La obra mediadora eterna. Ahora bien, hemos de remontar aún más alto, para comprender que la forma original y pura de la adoración de Dios, en la que funcionaba con toda naturalidad el «rey» como representante de Dios ante el pueblo, y del pueblo ante Dios, era trasunto de una realidad todavía más fundamental: la obra mediadora eterna del Hijo de Dios, el Verbo, quien siempre era el «Agente» de la Deidad y el que mediaba en todos los asuntos de los hombres, como Creador y Sustentador de todas las cosas. Medítese de nuevo la introducción a esta misma epístola, juntamente con Juan 1:1-4; Col. 1:15-17; Prov. 8:27-31, y se comprenderá que cuando el Hijo-Mesías asciende a la Diestra como Mediador, no hace sino renovar, sobre otra base, la función que siempre había sido la suya desde la Creación. A la luz de lo antedicho, podemos entender mejor la frase que Melquisedec fue «hecho semejante al Hijo de Dios», que no indica aquí que fue figura de Jesucristo, el Dios Hombre que había de ser manifestado, sino que su sacerdocio era el reflejo de la obra eterna del eterno Hijo de Dios, y por ende superior a toda obra parentética y temporal por la cual Dios, en su providencia, había de adelantar el plan de la redención.

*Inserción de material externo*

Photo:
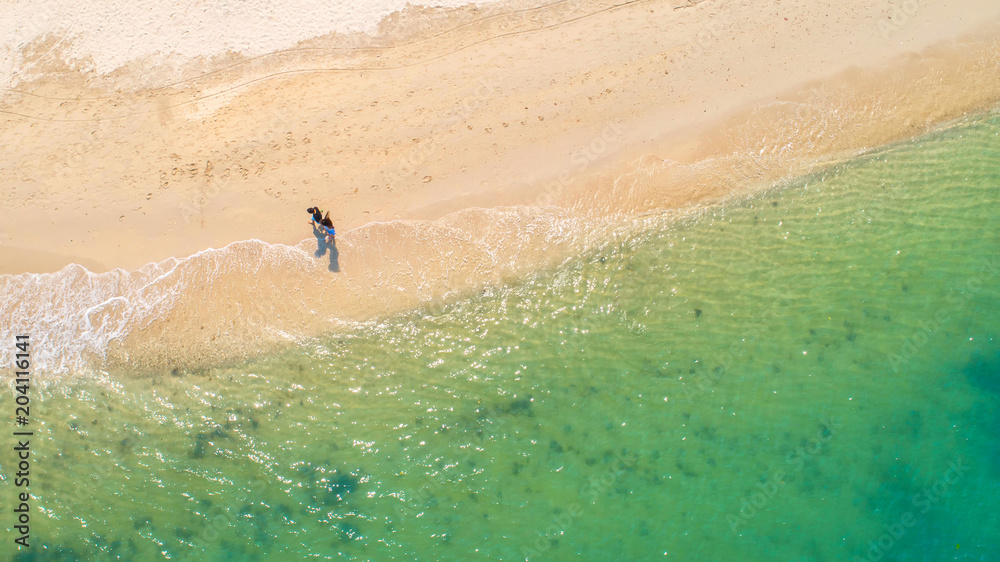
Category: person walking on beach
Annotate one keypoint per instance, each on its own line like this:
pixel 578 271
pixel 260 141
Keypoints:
pixel 323 222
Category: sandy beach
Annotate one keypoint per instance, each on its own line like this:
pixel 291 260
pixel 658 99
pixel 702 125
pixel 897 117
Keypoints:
pixel 471 108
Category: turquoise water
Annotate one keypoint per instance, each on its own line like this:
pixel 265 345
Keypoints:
pixel 809 374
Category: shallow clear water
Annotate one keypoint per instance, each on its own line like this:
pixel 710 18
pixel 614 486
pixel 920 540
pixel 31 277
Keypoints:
pixel 809 374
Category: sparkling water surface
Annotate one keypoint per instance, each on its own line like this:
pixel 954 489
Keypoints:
pixel 812 373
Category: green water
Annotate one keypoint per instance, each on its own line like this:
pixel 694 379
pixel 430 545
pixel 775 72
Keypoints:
pixel 787 377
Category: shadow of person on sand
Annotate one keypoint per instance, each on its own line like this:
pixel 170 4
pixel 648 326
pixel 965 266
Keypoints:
pixel 322 246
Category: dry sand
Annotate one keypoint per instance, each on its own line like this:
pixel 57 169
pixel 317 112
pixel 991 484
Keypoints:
pixel 473 108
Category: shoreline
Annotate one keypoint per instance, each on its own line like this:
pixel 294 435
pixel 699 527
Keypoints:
pixel 241 170
pixel 447 179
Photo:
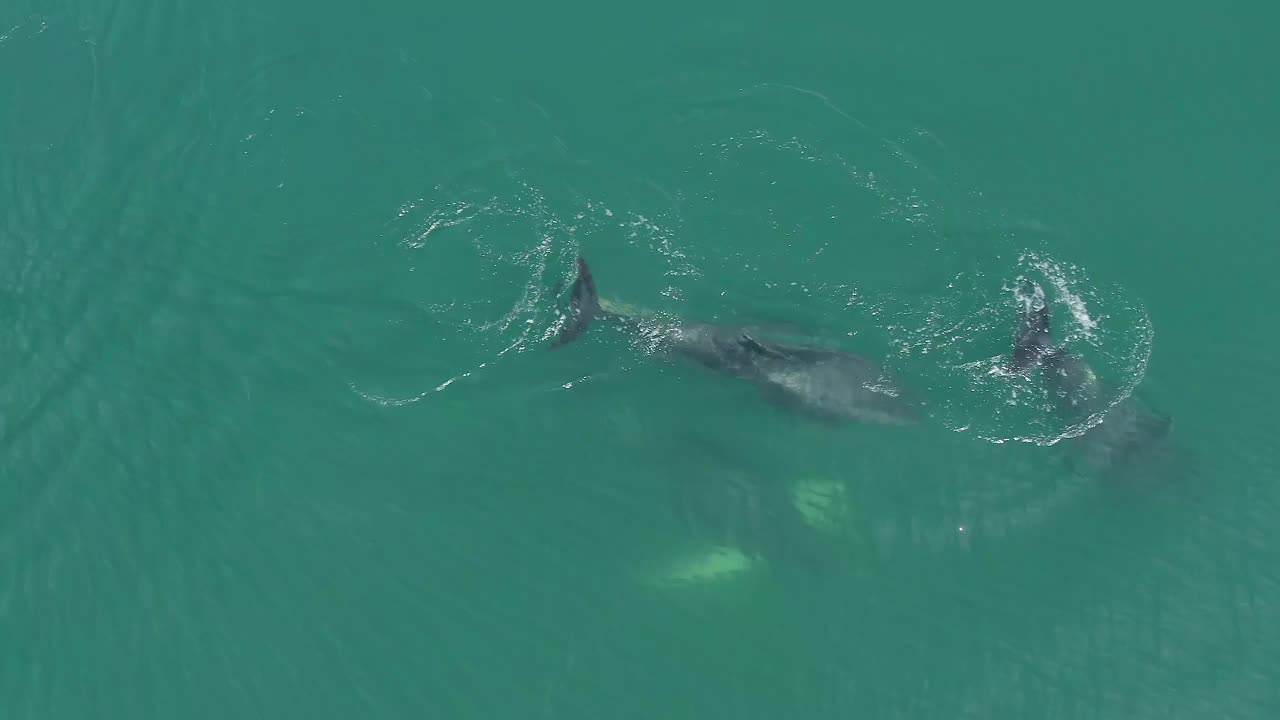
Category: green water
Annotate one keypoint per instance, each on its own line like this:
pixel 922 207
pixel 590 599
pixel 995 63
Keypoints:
pixel 279 434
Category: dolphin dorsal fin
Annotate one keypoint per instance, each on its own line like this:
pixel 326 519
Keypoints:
pixel 755 346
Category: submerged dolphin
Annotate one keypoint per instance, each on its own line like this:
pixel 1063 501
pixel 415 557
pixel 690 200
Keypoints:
pixel 1124 431
pixel 814 381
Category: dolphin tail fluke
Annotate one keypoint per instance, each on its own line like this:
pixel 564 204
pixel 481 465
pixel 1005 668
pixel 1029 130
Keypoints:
pixel 584 306
pixel 1033 343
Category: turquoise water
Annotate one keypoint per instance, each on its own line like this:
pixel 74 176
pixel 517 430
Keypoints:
pixel 280 436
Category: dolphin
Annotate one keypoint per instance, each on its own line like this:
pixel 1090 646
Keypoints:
pixel 827 384
pixel 1124 431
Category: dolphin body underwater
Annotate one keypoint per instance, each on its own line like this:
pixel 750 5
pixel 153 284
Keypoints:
pixel 823 383
pixel 1125 431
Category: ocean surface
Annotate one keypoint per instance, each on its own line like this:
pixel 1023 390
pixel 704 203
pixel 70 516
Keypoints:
pixel 282 436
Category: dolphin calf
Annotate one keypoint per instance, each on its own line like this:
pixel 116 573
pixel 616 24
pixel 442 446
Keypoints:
pixel 1124 431
pixel 813 381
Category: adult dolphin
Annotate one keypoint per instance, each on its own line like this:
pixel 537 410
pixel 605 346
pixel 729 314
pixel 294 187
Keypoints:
pixel 813 381
pixel 1123 431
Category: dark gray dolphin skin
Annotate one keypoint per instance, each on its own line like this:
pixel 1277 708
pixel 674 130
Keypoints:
pixel 818 382
pixel 1127 429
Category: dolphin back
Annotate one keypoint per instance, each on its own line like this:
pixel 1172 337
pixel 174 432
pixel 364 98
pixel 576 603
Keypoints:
pixel 1033 342
pixel 584 306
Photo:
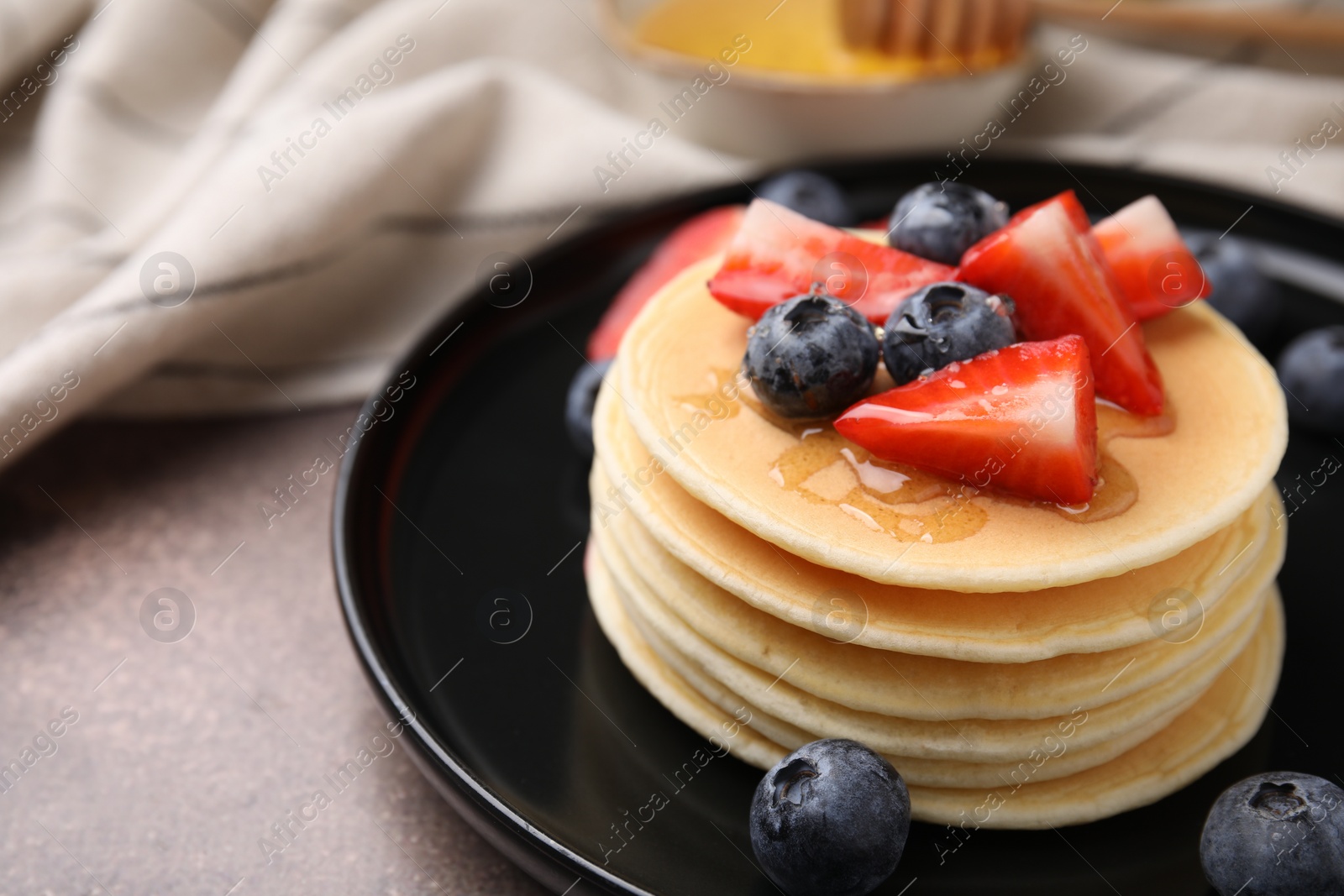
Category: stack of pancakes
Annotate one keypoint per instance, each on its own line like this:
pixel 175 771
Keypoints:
pixel 1021 665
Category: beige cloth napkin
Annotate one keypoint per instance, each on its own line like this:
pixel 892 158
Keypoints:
pixel 156 147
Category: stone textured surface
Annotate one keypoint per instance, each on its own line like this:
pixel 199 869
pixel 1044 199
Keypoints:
pixel 185 754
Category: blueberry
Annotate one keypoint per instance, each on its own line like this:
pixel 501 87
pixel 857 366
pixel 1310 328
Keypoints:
pixel 1241 291
pixel 830 820
pixel 942 221
pixel 810 194
pixel 1312 372
pixel 811 356
pixel 1276 835
pixel 578 403
pixel 941 324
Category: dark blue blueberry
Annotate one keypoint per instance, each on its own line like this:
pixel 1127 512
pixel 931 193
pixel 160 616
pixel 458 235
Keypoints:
pixel 1241 291
pixel 1276 835
pixel 1312 372
pixel 578 403
pixel 810 194
pixel 830 820
pixel 942 221
pixel 811 356
pixel 941 324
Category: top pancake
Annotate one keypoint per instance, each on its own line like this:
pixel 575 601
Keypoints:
pixel 676 369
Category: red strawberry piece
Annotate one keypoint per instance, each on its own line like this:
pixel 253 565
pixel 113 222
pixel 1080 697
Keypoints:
pixel 1061 285
pixel 1019 419
pixel 694 241
pixel 779 254
pixel 1155 270
pixel 1068 201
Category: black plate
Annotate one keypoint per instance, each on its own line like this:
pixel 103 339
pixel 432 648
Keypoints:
pixel 457 528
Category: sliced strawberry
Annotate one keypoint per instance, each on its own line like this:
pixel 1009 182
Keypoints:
pixel 1019 419
pixel 694 241
pixel 1155 270
pixel 779 254
pixel 1068 201
pixel 1054 275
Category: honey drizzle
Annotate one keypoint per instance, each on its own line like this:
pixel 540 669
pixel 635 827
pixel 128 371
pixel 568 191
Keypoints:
pixel 911 504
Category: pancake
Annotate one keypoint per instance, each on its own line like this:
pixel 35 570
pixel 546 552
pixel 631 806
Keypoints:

Notemos que todo el énfasis recae sobre el orden del Melquisedec, y no sobre el ministerio de un solo hombre. Este «orden» es lo que hemos visto: el reflejo de la obra medianera y eterna del Hijo-Verbo en el servicio de los príncipes de los pueblos que sabían que tenían que gobernar en el temor de Dios y como representantes de Dios, sintiendo, por lo tanto, la obligación de dirigir el culto del Dios Altísimo.
El apartamiento de Abraham se debió a los estragos de la idolatría en la raza humana, pues cuando Dios le mandó salir de Ur de los Caldeos ya se habían manifestado los plenos efectos de la «espiral descendiente», tanto moral como espiritual, que Pablo señala con tanta claridad y fuerza en Rom. 1:18-32. En vista de la desviación de la gran mayoría de los hombres hacia los sistemas idólatras, con todas sus funestas consecuencias, por entregarse a sus propios razonamientos carnales en lugar de someterse a la revelación de Dios, se produjo la necesidad apremiante de formar una raza aparte para la conservación de la verdad en cuanto al Dios único, y como medio de revelaciones futuras. A Israel Dios se dio a conocer como JEHOVÁ, el Dios de los pactos de gracia, pero el apartamiento de Israel no fue un fin en sí, sino un medio muy especial que había de desembocar, en el cumplimiento del tiempo, a la bendición de todas las familias de la tierra, y la restauración del culto de Dios Altísimo. El sistema levítico era un paréntesis aún más limitado dentro de este propósito especial en cuanto a Abraham y sus descendientes, y por eso este pasaje que estudiamos enseña la subordinación de Abraham a Melquisedec, y, con mayor razón, la subordinación del régimen levítico al «orden de Melquisedec». Todo el plan de Dios en relación con el llamamiento de Abraham se cumplió en la «Simiente», o sea, el Cristo, en cuya bendita Persona todo pensamiento de Dios había de lograrse y perfeccionarse, de modo que, una vez manifestado el Hijo y consumada la obra de expiación, el «paréntesis abrahámico» queda incorporado en Cristo, y, con mayor razón, el sacerdocio levítico pasa de la escena para dar lugar al sacerdocio eterno del Rey Sacerdote.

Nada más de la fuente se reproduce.